Deaths due to suicide attacks in Afghanistan have gone up by a third in the year since President Obama added another 30,000 U.S. troops. "It is not making it any better," Pape said.

Pape believes his findings have important implications even for countries where the U.S. does not have a significant direct military presence, but is perceived by the population to be indirectly occupying.
Of course, by limiting himself to the post-1980 period, Pape allows himself to ignore the fact that there was no suicide terrorism in post-World War II Germany or Japan. It also lets him ignore the fact that the Japanese sent kamikaze pilots on suicide missions during World War II when they were not under occupation.

You would think that his methodology would at least not allow him to ignore the fact that nearly all the suicide terrorism since 1980 was carried out by Muslims (there was also IRA and Basque terrorism since that date, but suicide terrorism is almost exclusively a phenomenon of the Muslim world - the only place where it was significantly practiced by non-Muslims was Sri Lanka). But alas, he ignores the role of Islam in fomenting suicide terrorism, claiming that "contrary to popular and dangerously mistaken belief, only a tiny minority of these attacks are motivated solely by religion. Instead, the root cause is foreign military occupation, which triggers secular and religious people alike to carry out suicide attacks" in Iraq, Afghanistan, Pakistan, Lebanon, Israel, Chechnya, and Sri Lanka.

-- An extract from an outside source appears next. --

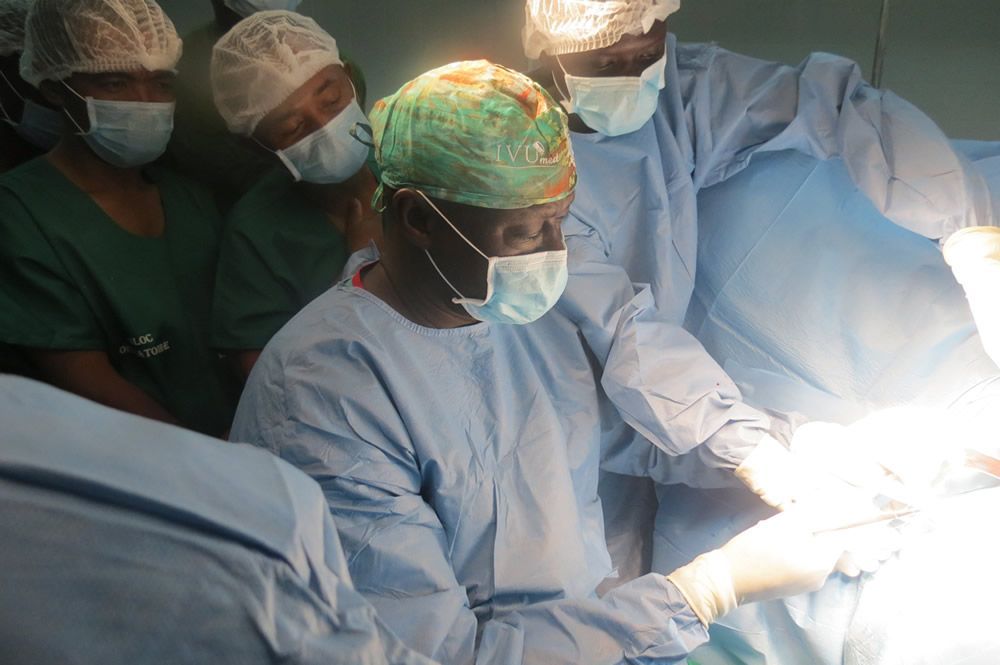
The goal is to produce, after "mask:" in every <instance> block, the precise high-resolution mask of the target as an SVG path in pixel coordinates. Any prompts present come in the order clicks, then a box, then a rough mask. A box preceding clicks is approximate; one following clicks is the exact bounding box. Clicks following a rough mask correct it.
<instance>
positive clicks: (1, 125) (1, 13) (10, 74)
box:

If only the West would stop 'occupying' 'Muslim lands' and flee, Muslims would no longer feel the need to carry out acts of suicide terrorism. What could go wrong?

1 Comments:

At 4:55 PM, Blogger NormanF said...

If only the Jews would stop being servile and averting their eyes from reality, they wouldn't be victims in their own country? Is that what Zionism was meant to be in Israel - to have the Jew cower in fear in his ancient homeland?

Something is wrong here and Jews need to wake up!